Post some stats age? Weight? Years traing? Cycle history if any?


----------



## wabbitt (Feb 18, 2015)

Where did you learn that deca and masteron should be run together?


----------



## Tren4Life (Feb 18, 2015)

wabbitt said:


> Where did you learn that deca and masteron should be run together?



from the guy selling it to him


----------



## Beefcake (Feb 18, 2015)

I bet they're OTC pills!!!


----------



## Iron1 (Feb 18, 2015)

I would advise you to cancel that order and educate yourself about proper cycling.

Your first post about an oral only cycle and now this.

Do you know how to eat properly?
What is your training history?
What does your planned cycle look like?
What compounds?
How long?
What is your plan for ancillaries / PCT?
Do you have a plan on how to obtain blood work to make sure you're not hurting yourself?

Please educate yourself before you start ingesting illegal, body altering substances. This is your health and quality of life you're playing with here.


----------



## trodizzle (Feb 18, 2015)

His next post he will give us the website address where he found this great deal. LOL


----------



## Gt500face (Feb 18, 2015)

Listen to these guys, you don't want to mess yourself up. Do more research.


----------



## lesnod (Feb 18, 2015)

I haven't ordered, getting this type of response is exactly what I needed to know.... My wife is leaving to be with her parents for a month in Japan, so this is my opportunity. I have been back to training now for about 2 years. I'm 5'7, 180 pounds. This is the information I came across:

"I don’t recommend using Masteron alone for a steroid cycle or HRT because estradiol levels typically fall too low when this is done. Inclusion of for example at least 100 mg/week testosterone, at least 10 mg/day Dianabol, or at least 700 IU/week total HCG will maintain normal estradiol levels during a Masteron-only cycle, should one wish to do this."  --thinksteriods.com


----------



## wabbitt (Feb 18, 2015)

Not sure what that has to do with your anticipated cycle.  Masteron is usually used in cutting cycles.  Durabolin is most often associated with bulking.  Also, a month does not make a cycle, not even a short one.  I am guessing the price you quoted was for one vial of each?  Again, not enough for a cycle.  What are you hoping to gain from a cycle?


----------



## Tren4Life (Feb 18, 2015)

lesnod said:


> I haven't ordered, getting this type of response is exactly what I needed to know.... My wife is leaving to be with her parents for a month in Japan, so this is my opportunity.
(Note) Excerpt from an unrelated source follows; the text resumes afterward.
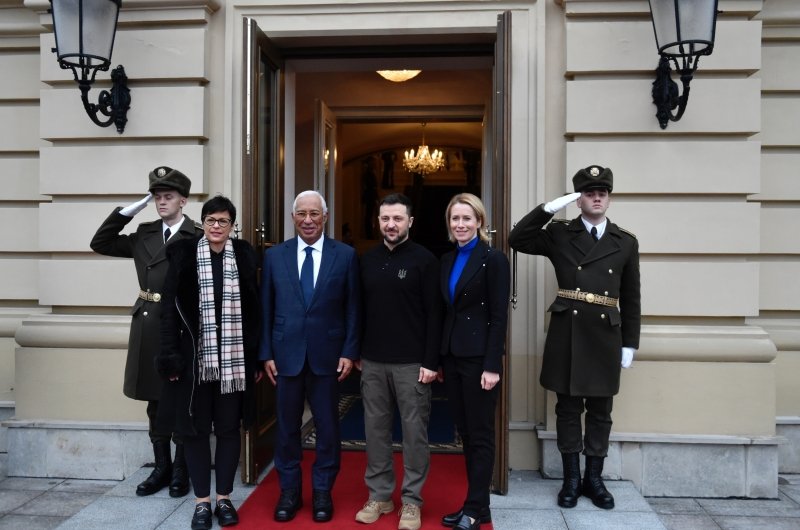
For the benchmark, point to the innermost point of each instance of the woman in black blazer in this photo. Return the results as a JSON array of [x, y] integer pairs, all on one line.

I have been back to training now for about 2 years. I'm 5'7, 180 pounds. This is the information I came across:
> 
> "I don’t recommend using Masteron alone for a steroid cycle or HRT because estradiol levels typically fall too low when this is done. Inclusion of for example at least 100 mg/week testosterone, at least 10 mg/day Dianabol, or at least 700 IU/week total HCG will maintain normal estradiol levels during a Masteron-only cycle, should one wish to do this."  --thinksteriods.com




You should read all the stickeys here on our board. And a month isn't long enough to run a cycle if your plan was to do it while your wife is gone. A first cycle is 12-14 weeks of test e or c at 500 mg a week.


----------



## lesnod (Feb 18, 2015)

I have to admit, this statement is beyond dumb: "Please educate yourself before you start ingesting illegal, body altering substances." - Asking dumb questions IS a process of educating ones self. My previous post of taking orals, the general feedback was "Don't", so I didn't! My wife is now leaving and I thought this might be an opening, it's looking like 1 month isn't enough time, so I will take the same advice and just stick to protein and weights. But I find it moronic to state to educate myself when that's exactly what I'm doing, by asking questions regardless of how dumb they may sound to the masses.


----------



## mickems (Feb 18, 2015)

lesnod said:


> I'm about to order Durabolin 100 and Masteron 200 since I'm told it's best to take these together. I'm ordering from Valkyrie. It says it will cost me about 115 USD before shipping. Is that about right? Is there any random advice from someone who has tried these? What pitfalls can you share with a noob to avoid?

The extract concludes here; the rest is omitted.